Our next destination is the island chain known as the Northern Sporades, or I should say the rest of the island chain; Skyros, although rather detached from these islands is in fact part of the group. The name Sporades does mean ‘scattered’. So on Sunday morning, we left Liminaria with its fine new red and white ‘No Mooring’ tape waving us goodbye as we headed for Khalkidhiki.
This is the part of Greece that looks like three fingers probing south east into the Northern Aegean. The easternmost finger is called Akti with Mount Athos is at the southern tip, this 2500 m high and usually visible from Thassos.
This finger is also the home to some 16 monasteries and the area is firmly entrenched in the Middle Ages. No roads, no electricity, they still use the Julian Calendar and women are banned, completely; until recently that ban even included female livestock, children and smooth faced people! EU equal opportunities doesn’t apply if you don’t take their grants and these religious houses are self sufficient! Men, with or without beards, can now visit with a permit and apparently groups of feminists make a point by ‘invading’ from boats, but we just gave it a miss and admired Mount Athos as we sailed passed. The Pilot Book says that boats with women on board should stay 1 mile off the coast …….. well, we nearly made it!
Although we managed to sail for an hour or so after leaving Liminaria we then ended up motoring again, even dropping the main as it was banging in the light airs and the swell. As we got to the south east tip of the Akti Peninsular the wind picked up again from behind us so I rolled out the Code Zero again and experimented with it for a while before the wind died away again once we left Akti and we motored the last 2 hours across Singitikos Kolpos, towards Ormos Sykia on the tip of the middle finger of Khalkidhiki, Sintonia.
Another boring historical titbit in with all the boring sailing stuff …….. The Persian conqueror Xeres (the bald bloke with a piercing fetish from the film 300) was so daunted by the thunderstorms and winds from Mount Athos (no weather forecasts then) that he dug a canal across the root of Akti to get his fleet through to the Singitikos Gulf. Sounds a bit excessive but Athos has always had a serious reputation!
Ormos Sykia is a large bay with a series of anchorages around it. The head of the bay, the western end, is a long sandy beach with the village of Skala Sykia in the south western corner; we anchored off the beach close to the village. The beach is of golden sand and pretty uncluttered although much of the area is dedicated to camping with numerous camp sites and caravan parks in the area behind the beach. It was a very pleasant place to stay for the night, even if a bit ‘rolly’ as the wind moved us beam on to the swell occasionally.

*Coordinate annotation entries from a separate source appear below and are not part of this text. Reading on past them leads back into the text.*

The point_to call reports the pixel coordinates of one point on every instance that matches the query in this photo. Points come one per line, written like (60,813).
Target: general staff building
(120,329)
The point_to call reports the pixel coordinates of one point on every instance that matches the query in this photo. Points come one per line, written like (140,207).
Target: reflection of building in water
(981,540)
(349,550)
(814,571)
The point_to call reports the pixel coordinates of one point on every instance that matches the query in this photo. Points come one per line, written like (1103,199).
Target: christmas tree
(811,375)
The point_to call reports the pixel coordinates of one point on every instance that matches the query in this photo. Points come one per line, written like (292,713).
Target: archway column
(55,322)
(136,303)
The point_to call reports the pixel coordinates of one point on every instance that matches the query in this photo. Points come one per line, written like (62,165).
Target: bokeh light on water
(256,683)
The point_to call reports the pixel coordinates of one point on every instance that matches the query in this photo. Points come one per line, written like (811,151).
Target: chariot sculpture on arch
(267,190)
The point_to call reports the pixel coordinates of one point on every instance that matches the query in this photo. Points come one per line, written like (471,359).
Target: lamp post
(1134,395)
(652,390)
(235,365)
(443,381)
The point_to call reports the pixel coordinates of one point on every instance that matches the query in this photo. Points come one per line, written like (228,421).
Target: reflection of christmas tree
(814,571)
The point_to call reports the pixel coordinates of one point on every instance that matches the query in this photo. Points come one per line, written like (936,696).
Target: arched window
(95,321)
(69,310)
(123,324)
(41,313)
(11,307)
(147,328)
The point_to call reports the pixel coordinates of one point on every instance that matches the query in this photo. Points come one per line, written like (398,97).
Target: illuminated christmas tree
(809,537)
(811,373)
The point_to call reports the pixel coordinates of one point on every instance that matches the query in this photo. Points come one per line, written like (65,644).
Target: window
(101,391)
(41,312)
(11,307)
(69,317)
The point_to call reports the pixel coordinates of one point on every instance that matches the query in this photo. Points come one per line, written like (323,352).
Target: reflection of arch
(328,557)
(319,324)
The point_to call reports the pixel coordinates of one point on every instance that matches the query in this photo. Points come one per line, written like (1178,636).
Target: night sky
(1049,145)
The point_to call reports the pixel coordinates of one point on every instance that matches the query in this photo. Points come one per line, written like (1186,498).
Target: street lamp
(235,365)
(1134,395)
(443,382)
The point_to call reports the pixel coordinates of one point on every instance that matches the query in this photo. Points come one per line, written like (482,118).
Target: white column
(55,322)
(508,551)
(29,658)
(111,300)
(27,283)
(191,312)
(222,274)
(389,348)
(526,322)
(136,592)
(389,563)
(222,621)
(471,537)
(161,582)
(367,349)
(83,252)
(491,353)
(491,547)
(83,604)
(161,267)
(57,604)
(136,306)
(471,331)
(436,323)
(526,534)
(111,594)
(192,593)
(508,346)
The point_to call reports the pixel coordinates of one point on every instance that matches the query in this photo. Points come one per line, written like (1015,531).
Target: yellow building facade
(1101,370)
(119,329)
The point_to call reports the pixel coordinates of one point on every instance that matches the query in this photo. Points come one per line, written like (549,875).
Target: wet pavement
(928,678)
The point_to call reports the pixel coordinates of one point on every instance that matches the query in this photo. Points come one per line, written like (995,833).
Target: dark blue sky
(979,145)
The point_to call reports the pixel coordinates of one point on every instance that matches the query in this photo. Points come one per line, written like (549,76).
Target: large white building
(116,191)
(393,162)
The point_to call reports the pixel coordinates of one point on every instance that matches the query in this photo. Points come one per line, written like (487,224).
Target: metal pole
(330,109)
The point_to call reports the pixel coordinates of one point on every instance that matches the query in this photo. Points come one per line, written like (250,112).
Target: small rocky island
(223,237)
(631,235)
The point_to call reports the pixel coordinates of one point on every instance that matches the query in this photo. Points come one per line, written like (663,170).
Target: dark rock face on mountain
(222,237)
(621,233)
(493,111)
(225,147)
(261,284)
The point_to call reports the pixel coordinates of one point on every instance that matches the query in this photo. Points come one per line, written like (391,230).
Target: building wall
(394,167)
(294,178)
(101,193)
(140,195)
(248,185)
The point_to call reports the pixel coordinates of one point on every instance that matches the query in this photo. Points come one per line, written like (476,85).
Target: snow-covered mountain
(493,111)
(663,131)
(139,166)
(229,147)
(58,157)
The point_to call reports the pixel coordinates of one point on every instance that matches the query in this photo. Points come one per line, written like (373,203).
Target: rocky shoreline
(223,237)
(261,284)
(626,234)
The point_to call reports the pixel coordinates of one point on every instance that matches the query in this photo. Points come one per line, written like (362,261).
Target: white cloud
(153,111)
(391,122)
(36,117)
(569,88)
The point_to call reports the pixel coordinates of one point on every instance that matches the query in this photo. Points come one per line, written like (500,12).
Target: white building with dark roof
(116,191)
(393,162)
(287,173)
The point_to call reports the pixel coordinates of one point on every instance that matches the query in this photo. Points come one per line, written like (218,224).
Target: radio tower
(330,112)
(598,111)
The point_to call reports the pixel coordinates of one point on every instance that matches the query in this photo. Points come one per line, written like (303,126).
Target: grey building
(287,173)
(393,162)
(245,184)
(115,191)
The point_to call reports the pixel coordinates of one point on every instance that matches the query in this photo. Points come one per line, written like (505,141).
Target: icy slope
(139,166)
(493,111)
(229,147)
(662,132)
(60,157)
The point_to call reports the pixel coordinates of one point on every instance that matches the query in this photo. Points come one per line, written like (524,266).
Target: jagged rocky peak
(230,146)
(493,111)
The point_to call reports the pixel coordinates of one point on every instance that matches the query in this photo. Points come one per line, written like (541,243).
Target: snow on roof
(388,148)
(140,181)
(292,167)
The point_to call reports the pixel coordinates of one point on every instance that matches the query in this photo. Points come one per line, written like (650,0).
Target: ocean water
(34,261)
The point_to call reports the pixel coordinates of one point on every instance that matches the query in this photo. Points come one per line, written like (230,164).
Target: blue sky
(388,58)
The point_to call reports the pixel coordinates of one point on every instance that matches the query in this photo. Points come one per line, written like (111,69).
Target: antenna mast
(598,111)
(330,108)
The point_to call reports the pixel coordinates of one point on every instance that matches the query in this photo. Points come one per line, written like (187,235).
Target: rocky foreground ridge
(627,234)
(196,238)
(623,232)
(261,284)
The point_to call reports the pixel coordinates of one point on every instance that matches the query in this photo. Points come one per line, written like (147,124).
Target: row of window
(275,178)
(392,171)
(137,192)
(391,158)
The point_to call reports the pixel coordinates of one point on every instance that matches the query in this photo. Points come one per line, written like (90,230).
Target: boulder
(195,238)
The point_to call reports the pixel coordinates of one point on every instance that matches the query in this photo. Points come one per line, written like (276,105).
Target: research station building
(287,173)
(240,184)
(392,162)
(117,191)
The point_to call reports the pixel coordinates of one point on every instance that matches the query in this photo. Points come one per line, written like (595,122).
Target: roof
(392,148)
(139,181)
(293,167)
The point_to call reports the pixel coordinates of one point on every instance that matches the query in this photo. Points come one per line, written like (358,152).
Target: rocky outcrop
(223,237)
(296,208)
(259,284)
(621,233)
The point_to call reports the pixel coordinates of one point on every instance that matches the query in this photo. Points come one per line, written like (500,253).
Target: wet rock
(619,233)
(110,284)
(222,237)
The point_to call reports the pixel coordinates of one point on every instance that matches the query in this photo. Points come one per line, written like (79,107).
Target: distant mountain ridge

Unfortunately Valeria had been developing a migrane all day and so we decided to stay at anchor on Monday as well to see if she could clear it. I went swimming, did a spot of boat maintenance and some general administration then in the evening I took the tender ashore, parked it on the beach and went off in search of a supermarket for more fresh fruit and veg, ready for our planned departure on the morrow.